In the external validation cohort, measurements of eGFR were available from year 2 to year 5 after baseline. Overall, updating the random effects with baseline eGFR yielded excellent agreement between the predicted and the observed eGFR values in the validation cohort, particularly in the early follow-up years. The externally validated R2 ranged from 0.70 (95% CI, 0.63-0.76) at year 1 to 0.58 (95% CI, 0.53-0.63) at year 5. The C statistic ranged from 0.83 (95% CI, 0.81-0.85) at year 1 to 0.79 (95% CI, 0.77-0.80) at year 5. The calibration slope was highest at follow-up year 4 and lowest at follow-up year 5, suggesting stable predictive capabilities of the model in individuals the model has not been trained on. The assessment of time-specific calibration slopes revealed an almost perfect calibration at up to 4 years after baseline and only minimal shrinkage at 5 years after baseline.
The prediction model for an individual’s eGFR at future follow-up time points, visualization of model results, and risk assessment for rapid progression was implemented as an online risk calculator.

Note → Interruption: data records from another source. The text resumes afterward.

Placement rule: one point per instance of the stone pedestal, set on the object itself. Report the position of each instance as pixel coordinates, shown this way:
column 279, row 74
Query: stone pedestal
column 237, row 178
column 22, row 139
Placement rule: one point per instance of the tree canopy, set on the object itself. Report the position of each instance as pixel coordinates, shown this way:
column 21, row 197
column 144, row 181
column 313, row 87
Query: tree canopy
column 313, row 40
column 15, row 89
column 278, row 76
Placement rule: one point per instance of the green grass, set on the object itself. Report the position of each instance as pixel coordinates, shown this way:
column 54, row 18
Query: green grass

The researchers cited some limitations to the study findings, including the three large-scale cohort studies being conducted in Europe, necessitating the use of the CKD-EPI equation to estimate GFR; the lack of standardization of creatinine assays across cohorts; the limited available data at later time points; and the lack of data on routine use of medications approved for the treatment of CKD shortly before or after 2010 and 2011.

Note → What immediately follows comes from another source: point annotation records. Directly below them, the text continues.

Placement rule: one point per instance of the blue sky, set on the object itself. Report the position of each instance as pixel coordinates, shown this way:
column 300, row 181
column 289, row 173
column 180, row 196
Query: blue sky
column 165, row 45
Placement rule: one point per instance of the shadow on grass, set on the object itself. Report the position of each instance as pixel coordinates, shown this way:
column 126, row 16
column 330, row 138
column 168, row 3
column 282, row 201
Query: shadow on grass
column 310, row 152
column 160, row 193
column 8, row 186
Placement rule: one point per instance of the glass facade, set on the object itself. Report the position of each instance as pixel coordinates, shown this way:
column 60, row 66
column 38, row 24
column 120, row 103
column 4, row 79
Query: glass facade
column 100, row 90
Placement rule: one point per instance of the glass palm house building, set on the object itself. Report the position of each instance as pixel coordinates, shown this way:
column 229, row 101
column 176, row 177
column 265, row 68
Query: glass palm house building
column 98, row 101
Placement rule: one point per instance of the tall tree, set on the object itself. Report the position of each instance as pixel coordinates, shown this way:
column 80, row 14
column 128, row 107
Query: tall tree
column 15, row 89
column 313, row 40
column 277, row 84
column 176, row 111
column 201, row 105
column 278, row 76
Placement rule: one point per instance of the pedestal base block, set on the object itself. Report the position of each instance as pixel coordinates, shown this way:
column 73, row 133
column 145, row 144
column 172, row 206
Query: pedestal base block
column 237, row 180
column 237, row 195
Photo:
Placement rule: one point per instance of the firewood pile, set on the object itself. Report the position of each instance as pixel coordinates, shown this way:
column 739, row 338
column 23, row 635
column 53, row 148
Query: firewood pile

“This prognostic study used a linear mixed-effects model to predict eGFR trajectories among adults with type 2 diabetes and CKD; this model naturally circumvented the inherent issues related to eGFR slope estimation and fully incorporated the observed data into model estimation,” the researchers said. “Despite its complexity, the prediction model was robust, well calibrated, and suitable for implementation in a web-based application, revealing the potential of a publicly available online tool that can be used by patients, caregivers, and primary health care professionals to predict individual eGFR trajectories and disease progression up to 5 years after baseline.”
Takeaway Points
- Researchers utilized data from three multinational cohort studies to develop and externally validate a model to predict future trajectories in estimated glomerular filtration rate (eGFR) in adults with type 2 diabetes and chronic kidney disease.
- The model was robust and well calibrated and capable of predicting decline in kidney function up to 5 years after baseline.
- The prediction model is publicly available and suitable for implementation in an accompanying web-based application.